No artigo anterior, vimos o dilema dos músicos barrocos: o cravo era alto, mas sem expressão; o clavicórdio era expressivo, mas baixo demais. A música ansiava por um instrumento que pudesse cantar com a doçura de um sussurro e rugir com a força de uma orquestra. A solução para esse desafio veio das mãos de um artesão italiano genial chamado Bartolomeo Cristofori (1655-1731).
O Guardião dos Instrumentos e a Grande Ideia
Cristofori era o guardião da vasta coleção de instrumentos musicais da família Médici, em Florença. Sua posição lhe deu acesso a dezenas de cravos e clavicórdios, permitindo que ele estudasse seus mecanismos em detalhes. Por volta do ano 1700, ele teve a ideia que mudaria tudo: e se, em vez de um plectro que "belisca" a corda (como no cravo) ou uma tangente que a "toca" (como no clavicórdio), ele usasse um pequeno martelo para percuti-la?
A ideia era brilhante, mas o desafio era imenso. O martelo precisava bater na corda e recuar imediatamente, sem abafar o som, permitindo que a corda vibrasse livremente. Além disso, o mecanismo precisava ser sensível o suficiente para responder à força do toque do músico. Cristofori passou anos aperfeiçoando essa invenção.
A genialidade de Cristofori: um mecanismo complexo onde martelos de madeira cobertos de couro percutem as cordas.
O "Gravicembalo col piano e forte"
O resultado da invenção de Cristofori foi um instrumento que ele chamou de "gravicembalo col piano e forte", que significa literalmente "cravo com suave e forte". O nome era a própria descrição de sua grande inovação. Pela primeira vez, um músico podia controlar a dinâmica (o volume) do som diretamente pela força aplicada nas teclas. O nome logo foi abreviado para o que conhecemos hoje: pianoforte, e mais tarde, simplesmente piano.
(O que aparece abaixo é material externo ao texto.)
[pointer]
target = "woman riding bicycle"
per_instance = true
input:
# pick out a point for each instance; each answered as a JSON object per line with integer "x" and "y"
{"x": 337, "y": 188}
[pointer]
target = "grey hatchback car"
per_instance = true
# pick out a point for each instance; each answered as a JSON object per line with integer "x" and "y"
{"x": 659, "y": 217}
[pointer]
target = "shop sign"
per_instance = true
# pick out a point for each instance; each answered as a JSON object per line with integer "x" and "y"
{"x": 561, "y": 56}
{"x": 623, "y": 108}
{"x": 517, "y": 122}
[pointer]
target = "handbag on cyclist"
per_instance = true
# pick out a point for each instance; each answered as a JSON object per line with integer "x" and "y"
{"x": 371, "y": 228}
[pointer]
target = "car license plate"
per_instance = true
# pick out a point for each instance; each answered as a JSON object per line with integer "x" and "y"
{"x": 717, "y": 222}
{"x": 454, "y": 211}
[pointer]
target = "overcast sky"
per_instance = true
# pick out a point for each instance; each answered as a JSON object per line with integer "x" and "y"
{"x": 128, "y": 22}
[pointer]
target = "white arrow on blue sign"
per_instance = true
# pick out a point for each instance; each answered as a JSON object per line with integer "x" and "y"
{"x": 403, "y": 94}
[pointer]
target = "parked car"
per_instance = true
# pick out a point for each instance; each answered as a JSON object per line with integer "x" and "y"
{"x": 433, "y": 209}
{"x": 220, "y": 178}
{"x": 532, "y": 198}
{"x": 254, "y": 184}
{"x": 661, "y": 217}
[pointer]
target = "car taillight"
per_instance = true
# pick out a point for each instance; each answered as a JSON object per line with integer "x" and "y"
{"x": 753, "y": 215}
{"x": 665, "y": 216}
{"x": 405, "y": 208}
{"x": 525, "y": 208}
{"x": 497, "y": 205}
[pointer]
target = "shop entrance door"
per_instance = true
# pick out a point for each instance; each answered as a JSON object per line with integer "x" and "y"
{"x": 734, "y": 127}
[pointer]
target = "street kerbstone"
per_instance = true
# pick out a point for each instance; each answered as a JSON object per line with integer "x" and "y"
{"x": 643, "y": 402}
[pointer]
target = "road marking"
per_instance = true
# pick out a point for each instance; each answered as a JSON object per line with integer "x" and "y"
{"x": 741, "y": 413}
Os primeiros pianos de Cristofori eram visualmente parecidos com cravos, mas seu som era completamente diferente. Era mais suave e mais sustentado que o do cravo, mas muito mais potente que o do clavicórdio. A capacidade de variar a dinâmica abriu um novo universo de possibilidades expressivas. Como vimos na série "Desvendando a Música", a dinâmica é um dos elementos essenciais para criar emoção e drama. O pianoforte não era apenas um novo instrumento; era uma nova voz para a música.
"A principal invenção foi o mecanismo de martelo com escape, que permitia ao martelo recuar após atingir a corda, deixando-a vibrar. Essa é a base de todos os pianos modernos."
- The Metropolitan Museum of Art, sobre o piano de Cristofori em sua coleção.
Uma Invenção à Frente de seu Tempo
Apesar de sua genialidade, a invenção de Cristofori não foi um sucesso imediato. O mecanismo era complexo e caro de construir, e os músicos da época ainda estavam acostumados com a técnica do cravo. Apenas cerca de 20 pianos foram construídos por Cristofori em sua vida.
A ideia, no entanto, havia sido plantada. Um artigo detalhado sobre sua invenção foi publicado e se espalhou pela Europa, inspirando outros construtores, especialmente na Alemanha, a copiar e aprimorar seu design. O pianoforte ainda precisaria de algumas décadas de desenvolvimento antes de conquistar seu lugar de direito no centro do palco, mas a semente da revolução já havia sido plantada por um artesão visionário em Florença. A música nunca mais seria a mesma.
Um dos três pianos de Cristofori que sobreviveram até hoje. O início de uma revolução musical.